Mississippi charter school parents won a key victory Tuesday, as Hinds County Chancery Court Judge Dewayne Thomas ruled against the Southern Poverty Law Center in a lawsuit that could've cut off state and local funds for charter schools.
The SPLC has already filed for an appeal to the Mississippi Supreme Court.
The original complaint filed in July 2016 questioned the constitutionality of the state’s 2013 charter school law. Charter schools receive funds from the school district where they are located — which is the Jackson Public School District for the state’s three charters — and from Mississippi Department of Education per-pupil funds.
The arguments of the SPLC in the Mississippi State Constitution were pinned on two sections: 206, which created a state education trust fund and allows local districts to levy property taxes; and 208, which requires state funds to go to what are termed "free schools."

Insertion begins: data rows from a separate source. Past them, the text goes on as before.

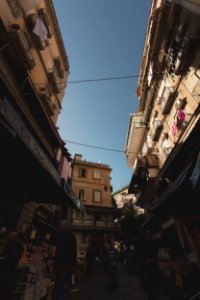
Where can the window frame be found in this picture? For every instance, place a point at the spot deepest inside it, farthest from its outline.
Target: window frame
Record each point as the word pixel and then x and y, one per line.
pixel 96 174
pixel 81 194
pixel 80 172
pixel 100 193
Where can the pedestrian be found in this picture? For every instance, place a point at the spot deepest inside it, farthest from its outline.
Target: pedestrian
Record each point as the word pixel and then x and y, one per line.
pixel 9 260
pixel 65 259
pixel 90 261
pixel 150 273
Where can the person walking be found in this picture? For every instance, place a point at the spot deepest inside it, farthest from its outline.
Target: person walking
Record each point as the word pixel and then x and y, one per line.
pixel 90 261
pixel 65 259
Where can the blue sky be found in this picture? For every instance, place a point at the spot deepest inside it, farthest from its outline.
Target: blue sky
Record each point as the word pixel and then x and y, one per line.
pixel 102 39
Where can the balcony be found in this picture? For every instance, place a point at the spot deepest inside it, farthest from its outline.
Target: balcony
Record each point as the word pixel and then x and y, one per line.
pixel 22 45
pixel 45 95
pixel 135 137
pixel 166 101
pixel 156 130
pixel 58 67
pixel 54 82
pixel 44 17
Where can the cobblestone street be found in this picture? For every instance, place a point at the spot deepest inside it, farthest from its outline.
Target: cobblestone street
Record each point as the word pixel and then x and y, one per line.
pixel 99 288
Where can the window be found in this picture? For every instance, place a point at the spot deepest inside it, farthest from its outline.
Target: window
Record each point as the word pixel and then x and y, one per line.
pixel 81 194
pixel 97 196
pixel 82 172
pixel 97 216
pixel 97 174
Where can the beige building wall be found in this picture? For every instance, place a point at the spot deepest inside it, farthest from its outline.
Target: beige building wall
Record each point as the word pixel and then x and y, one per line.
pixel 91 185
pixel 49 64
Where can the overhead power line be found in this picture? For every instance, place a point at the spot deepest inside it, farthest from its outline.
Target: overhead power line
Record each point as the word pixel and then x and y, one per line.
pixel 103 79
pixel 97 147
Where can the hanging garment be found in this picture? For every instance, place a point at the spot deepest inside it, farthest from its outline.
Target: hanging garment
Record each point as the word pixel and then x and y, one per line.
pixel 40 30
pixel 174 129
pixel 181 115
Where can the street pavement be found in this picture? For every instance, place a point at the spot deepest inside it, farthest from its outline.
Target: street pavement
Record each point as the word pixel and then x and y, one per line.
pixel 99 288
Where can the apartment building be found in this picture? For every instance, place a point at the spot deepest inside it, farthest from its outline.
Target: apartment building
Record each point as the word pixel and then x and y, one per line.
pixel 91 182
pixel 168 91
pixel 35 163
pixel 162 145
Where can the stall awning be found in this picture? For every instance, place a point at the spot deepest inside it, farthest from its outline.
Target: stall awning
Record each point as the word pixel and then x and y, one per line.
pixel 180 196
pixel 28 175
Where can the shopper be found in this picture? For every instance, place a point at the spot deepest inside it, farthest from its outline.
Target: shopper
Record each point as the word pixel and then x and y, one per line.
pixel 65 260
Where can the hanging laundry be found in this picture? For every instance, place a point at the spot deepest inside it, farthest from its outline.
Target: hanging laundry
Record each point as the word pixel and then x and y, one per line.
pixel 40 30
pixel 181 115
pixel 174 129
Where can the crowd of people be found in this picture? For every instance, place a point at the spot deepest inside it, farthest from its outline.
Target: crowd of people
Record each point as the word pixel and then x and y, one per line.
pixel 101 253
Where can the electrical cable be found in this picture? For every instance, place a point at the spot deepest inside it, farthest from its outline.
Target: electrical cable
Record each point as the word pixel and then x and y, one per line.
pixel 97 147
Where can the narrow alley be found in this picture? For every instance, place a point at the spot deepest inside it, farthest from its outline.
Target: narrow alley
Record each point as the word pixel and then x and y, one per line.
pixel 99 288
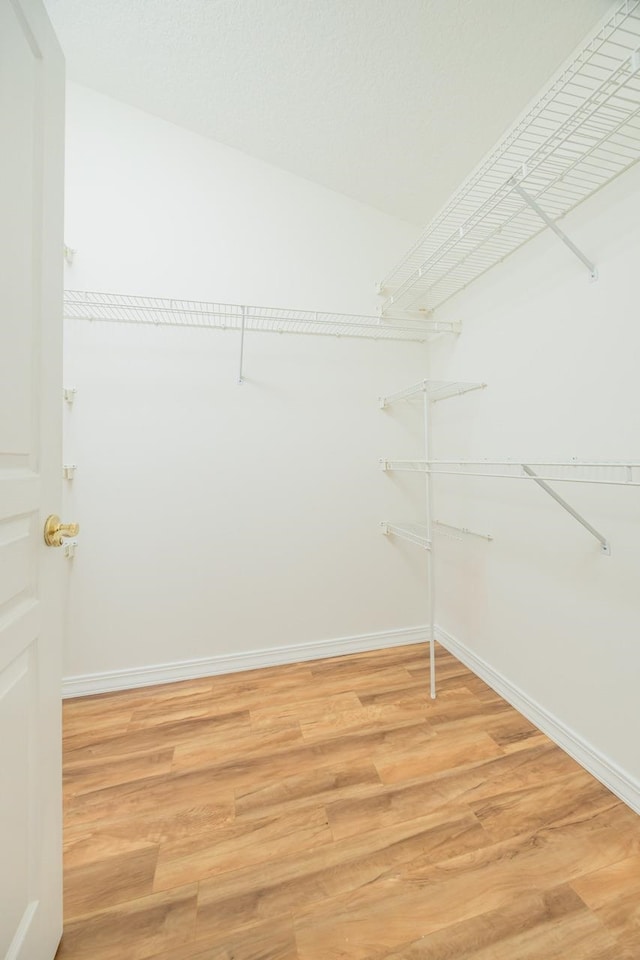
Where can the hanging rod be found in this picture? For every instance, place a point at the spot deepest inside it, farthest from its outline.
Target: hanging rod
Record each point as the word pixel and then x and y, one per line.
pixel 500 469
pixel 122 308
pixel 582 131
pixel 434 389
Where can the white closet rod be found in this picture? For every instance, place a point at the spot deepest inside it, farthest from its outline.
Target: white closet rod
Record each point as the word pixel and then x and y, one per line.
pixel 123 308
pixel 439 468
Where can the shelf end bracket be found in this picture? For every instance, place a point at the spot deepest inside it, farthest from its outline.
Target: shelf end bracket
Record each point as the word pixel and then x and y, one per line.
pixel 593 270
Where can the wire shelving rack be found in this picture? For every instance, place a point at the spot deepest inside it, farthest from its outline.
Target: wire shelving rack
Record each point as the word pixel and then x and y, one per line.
pixel 122 308
pixel 580 134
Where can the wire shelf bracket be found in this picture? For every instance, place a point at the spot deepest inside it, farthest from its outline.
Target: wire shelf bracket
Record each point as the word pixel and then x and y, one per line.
pixel 412 532
pixel 607 472
pixel 604 543
pixel 434 390
pixel 593 271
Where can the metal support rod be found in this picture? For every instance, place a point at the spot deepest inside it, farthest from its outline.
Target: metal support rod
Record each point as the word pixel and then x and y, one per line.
pixel 244 317
pixel 556 229
pixel 604 543
pixel 431 592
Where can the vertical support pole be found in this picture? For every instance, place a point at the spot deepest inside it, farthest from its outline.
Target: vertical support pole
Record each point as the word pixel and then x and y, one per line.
pixel 244 318
pixel 430 554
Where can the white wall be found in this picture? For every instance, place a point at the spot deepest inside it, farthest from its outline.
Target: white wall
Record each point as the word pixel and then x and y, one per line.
pixel 540 605
pixel 220 520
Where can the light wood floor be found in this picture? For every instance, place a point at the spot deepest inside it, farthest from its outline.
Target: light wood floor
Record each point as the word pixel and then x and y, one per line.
pixel 330 810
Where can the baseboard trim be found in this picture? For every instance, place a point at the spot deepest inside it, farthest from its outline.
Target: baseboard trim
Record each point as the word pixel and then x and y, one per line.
pixel 111 681
pixel 612 776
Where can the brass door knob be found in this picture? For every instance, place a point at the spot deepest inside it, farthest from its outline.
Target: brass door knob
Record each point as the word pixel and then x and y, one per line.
pixel 55 531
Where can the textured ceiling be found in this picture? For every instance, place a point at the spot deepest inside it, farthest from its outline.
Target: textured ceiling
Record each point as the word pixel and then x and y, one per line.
pixel 392 102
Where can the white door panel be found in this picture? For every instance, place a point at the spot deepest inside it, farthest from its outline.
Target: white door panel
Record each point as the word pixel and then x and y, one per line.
pixel 31 190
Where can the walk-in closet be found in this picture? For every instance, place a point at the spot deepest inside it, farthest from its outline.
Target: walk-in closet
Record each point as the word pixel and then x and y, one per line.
pixel 327 393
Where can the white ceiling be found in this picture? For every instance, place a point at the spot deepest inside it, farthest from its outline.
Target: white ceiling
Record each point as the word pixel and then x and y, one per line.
pixel 392 102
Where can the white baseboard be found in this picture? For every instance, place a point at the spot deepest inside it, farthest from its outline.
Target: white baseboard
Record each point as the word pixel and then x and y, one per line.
pixel 111 681
pixel 605 770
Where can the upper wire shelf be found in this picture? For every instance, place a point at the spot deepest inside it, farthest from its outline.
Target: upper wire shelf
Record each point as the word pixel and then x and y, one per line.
pixel 434 389
pixel 618 473
pixel 581 133
pixel 121 308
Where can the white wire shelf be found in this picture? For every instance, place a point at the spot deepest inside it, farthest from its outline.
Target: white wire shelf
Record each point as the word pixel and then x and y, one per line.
pixel 580 134
pixel 458 533
pixel 121 308
pixel 434 389
pixel 413 532
pixel 626 474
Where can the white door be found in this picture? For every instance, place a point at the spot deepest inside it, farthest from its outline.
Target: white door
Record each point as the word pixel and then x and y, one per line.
pixel 31 197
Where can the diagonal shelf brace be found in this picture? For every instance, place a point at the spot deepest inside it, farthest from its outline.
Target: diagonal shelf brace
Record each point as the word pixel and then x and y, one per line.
pixel 604 543
pixel 593 270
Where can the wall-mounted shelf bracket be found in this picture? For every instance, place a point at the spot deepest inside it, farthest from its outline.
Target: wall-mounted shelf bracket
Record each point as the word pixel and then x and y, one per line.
pixel 604 543
pixel 537 209
pixel 413 532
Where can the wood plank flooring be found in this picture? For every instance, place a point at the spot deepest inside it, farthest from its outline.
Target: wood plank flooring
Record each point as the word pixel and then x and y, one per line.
pixel 332 811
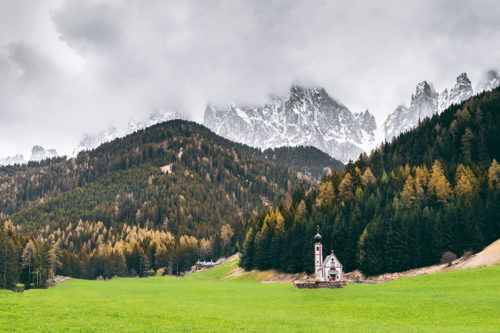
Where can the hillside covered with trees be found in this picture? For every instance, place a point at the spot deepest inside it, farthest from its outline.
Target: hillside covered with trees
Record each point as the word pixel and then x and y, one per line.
pixel 309 160
pixel 433 189
pixel 161 197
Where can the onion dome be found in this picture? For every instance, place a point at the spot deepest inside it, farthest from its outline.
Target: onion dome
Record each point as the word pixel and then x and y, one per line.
pixel 317 237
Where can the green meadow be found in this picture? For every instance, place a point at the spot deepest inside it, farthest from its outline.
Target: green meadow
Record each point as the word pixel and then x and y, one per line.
pixel 461 301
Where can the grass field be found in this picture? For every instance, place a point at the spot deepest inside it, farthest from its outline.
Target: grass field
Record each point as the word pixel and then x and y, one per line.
pixel 461 301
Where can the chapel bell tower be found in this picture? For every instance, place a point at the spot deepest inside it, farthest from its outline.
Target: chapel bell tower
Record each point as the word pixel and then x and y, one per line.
pixel 318 256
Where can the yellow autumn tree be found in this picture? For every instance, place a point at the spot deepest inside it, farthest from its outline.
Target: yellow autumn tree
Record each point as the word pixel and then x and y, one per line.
pixel 494 176
pixel 438 184
pixel 408 195
pixel 326 193
pixel 346 186
pixel 368 177
pixel 466 184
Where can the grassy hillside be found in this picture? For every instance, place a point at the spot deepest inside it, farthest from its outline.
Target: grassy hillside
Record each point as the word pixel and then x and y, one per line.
pixel 461 301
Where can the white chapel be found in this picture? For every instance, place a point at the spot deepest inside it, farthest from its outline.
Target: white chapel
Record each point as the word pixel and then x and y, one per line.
pixel 329 269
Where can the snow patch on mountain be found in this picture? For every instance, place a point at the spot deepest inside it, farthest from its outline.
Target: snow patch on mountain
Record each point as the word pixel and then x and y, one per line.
pixel 425 102
pixel 306 116
pixel 490 81
pixel 11 160
pixel 38 153
pixel 91 141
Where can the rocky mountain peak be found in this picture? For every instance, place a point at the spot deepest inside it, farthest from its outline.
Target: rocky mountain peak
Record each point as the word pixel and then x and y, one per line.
pixel 10 160
pixel 307 116
pixel 425 102
pixel 461 91
pixel 490 81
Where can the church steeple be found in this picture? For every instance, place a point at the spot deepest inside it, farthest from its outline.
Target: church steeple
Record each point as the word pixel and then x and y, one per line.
pixel 318 256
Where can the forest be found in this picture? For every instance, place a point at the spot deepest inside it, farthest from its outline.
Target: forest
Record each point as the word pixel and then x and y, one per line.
pixel 174 193
pixel 163 197
pixel 431 190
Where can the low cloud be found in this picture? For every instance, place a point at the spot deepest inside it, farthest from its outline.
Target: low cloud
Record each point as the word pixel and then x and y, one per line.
pixel 79 66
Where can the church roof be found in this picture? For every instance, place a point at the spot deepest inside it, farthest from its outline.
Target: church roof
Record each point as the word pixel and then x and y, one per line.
pixel 328 259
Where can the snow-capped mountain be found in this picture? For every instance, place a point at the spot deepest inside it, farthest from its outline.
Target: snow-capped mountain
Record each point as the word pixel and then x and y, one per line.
pixel 156 117
pixel 307 116
pixel 38 153
pixel 10 160
pixel 425 102
pixel 89 142
pixel 460 92
pixel 92 141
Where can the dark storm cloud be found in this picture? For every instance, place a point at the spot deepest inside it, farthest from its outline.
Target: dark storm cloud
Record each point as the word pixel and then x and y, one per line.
pixel 69 67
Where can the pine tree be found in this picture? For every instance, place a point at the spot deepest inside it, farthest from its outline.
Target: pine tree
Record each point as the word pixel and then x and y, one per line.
pixel 326 193
pixel 494 175
pixel 438 184
pixel 368 177
pixel 28 258
pixel 408 195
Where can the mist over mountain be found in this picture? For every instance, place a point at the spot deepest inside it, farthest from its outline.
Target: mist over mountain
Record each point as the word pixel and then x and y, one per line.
pixel 426 102
pixel 306 116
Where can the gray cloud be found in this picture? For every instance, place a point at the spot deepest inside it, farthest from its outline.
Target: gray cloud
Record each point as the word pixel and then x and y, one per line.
pixel 72 67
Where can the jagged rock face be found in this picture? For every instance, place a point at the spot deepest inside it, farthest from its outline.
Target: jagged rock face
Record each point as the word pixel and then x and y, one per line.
pixel 425 103
pixel 38 153
pixel 93 141
pixel 489 82
pixel 305 117
pixel 10 160
pixel 155 118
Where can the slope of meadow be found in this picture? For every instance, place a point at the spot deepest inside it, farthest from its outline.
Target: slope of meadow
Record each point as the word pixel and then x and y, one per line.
pixel 458 301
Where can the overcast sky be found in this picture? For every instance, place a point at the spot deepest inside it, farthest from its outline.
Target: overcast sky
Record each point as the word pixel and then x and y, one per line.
pixel 74 67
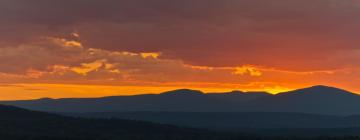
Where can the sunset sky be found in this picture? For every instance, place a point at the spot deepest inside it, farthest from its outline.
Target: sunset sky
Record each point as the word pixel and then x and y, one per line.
pixel 94 48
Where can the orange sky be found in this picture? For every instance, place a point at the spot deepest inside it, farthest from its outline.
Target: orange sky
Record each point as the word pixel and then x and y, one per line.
pixel 130 47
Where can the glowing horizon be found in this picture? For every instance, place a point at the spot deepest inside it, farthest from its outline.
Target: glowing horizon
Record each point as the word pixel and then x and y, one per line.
pixel 132 47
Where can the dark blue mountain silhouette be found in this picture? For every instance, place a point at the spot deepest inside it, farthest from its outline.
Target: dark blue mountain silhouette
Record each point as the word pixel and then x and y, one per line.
pixel 317 99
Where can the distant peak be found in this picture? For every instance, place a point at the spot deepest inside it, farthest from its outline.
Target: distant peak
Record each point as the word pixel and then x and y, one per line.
pixel 183 92
pixel 323 87
pixel 319 89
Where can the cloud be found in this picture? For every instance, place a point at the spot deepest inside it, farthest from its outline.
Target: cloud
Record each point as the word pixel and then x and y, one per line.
pixel 294 35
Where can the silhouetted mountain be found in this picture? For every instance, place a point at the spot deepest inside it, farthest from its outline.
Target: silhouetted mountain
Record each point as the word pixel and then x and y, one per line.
pixel 315 100
pixel 183 92
pixel 235 120
pixel 21 124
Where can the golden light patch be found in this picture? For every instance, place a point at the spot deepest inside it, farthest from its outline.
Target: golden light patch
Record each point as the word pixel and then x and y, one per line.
pixel 85 68
pixel 252 71
pixel 150 55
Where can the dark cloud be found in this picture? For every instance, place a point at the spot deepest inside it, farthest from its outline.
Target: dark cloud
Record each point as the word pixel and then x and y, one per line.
pixel 295 35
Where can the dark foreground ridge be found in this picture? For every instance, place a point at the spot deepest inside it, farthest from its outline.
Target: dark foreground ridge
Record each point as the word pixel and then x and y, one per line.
pixel 21 124
pixel 322 100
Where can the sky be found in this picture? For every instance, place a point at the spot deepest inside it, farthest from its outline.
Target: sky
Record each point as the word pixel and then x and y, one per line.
pixel 95 48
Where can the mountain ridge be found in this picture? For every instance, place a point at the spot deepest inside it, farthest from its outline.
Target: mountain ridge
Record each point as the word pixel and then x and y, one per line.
pixel 314 100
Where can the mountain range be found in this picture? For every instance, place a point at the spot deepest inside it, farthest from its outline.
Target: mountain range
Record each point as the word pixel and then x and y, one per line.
pixel 321 100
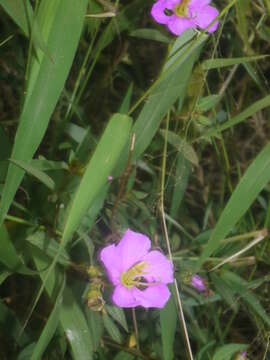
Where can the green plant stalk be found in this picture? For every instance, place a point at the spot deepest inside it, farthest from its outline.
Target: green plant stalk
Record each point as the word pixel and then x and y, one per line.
pixel 165 232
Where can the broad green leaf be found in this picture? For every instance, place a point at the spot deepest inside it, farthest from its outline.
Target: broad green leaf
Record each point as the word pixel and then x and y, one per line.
pixel 226 352
pixel 5 149
pixel 219 63
pixel 249 187
pixel 48 246
pixel 101 165
pixel 38 174
pixel 123 356
pixel 251 110
pixel 169 87
pixel 168 321
pixel 20 11
pixel 9 256
pixel 43 164
pixel 12 326
pixel 45 92
pixel 22 14
pixel 208 102
pixel 4 274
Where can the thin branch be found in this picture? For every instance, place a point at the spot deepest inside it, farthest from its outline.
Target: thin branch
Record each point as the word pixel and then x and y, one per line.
pixel 165 232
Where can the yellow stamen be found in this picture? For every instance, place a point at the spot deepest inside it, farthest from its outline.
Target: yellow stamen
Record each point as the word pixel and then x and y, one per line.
pixel 182 8
pixel 128 278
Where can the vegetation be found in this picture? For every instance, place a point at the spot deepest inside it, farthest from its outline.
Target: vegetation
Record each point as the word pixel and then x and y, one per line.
pixel 109 122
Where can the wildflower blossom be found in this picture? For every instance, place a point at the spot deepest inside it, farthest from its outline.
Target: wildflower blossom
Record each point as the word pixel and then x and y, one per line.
pixel 140 276
pixel 180 15
pixel 198 283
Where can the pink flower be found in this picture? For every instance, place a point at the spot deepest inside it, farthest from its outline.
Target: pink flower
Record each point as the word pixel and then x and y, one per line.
pixel 138 274
pixel 180 15
pixel 198 283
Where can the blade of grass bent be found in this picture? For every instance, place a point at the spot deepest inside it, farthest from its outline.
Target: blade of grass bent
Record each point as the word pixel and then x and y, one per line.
pixel 62 43
pixel 94 180
pixel 251 184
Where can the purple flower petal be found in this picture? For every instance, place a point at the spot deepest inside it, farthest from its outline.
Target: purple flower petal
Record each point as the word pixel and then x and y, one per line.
pixel 132 248
pixel 178 25
pixel 112 263
pixel 160 269
pixel 198 283
pixel 205 17
pixel 158 12
pixel 153 296
pixel 198 4
pixel 123 297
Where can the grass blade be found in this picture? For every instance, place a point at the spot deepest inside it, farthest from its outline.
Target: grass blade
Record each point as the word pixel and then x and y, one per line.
pixel 251 184
pixel 62 43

Thomas' ruling rejected the SPLC's interpretation of both sections in favor of charter schools, writing that charter schools were indeed "free schools" that don't charge tuition to their students. He also rejected their claims that a "free school" was defined as one governed by the state superintendent of education and a local superintendent.
Charter schools are regulated by the Mississippi Charter School Authorizer Board, a state board that includes the state superintendent of education, Carey Wright.
The SPLC lawsuit said the existence of the three charters resulted in $1.85 million being transferred from JPS coffers in violation of the state’s constitution because the charters are not subject to regulation from the JPS board or the state Department of Education.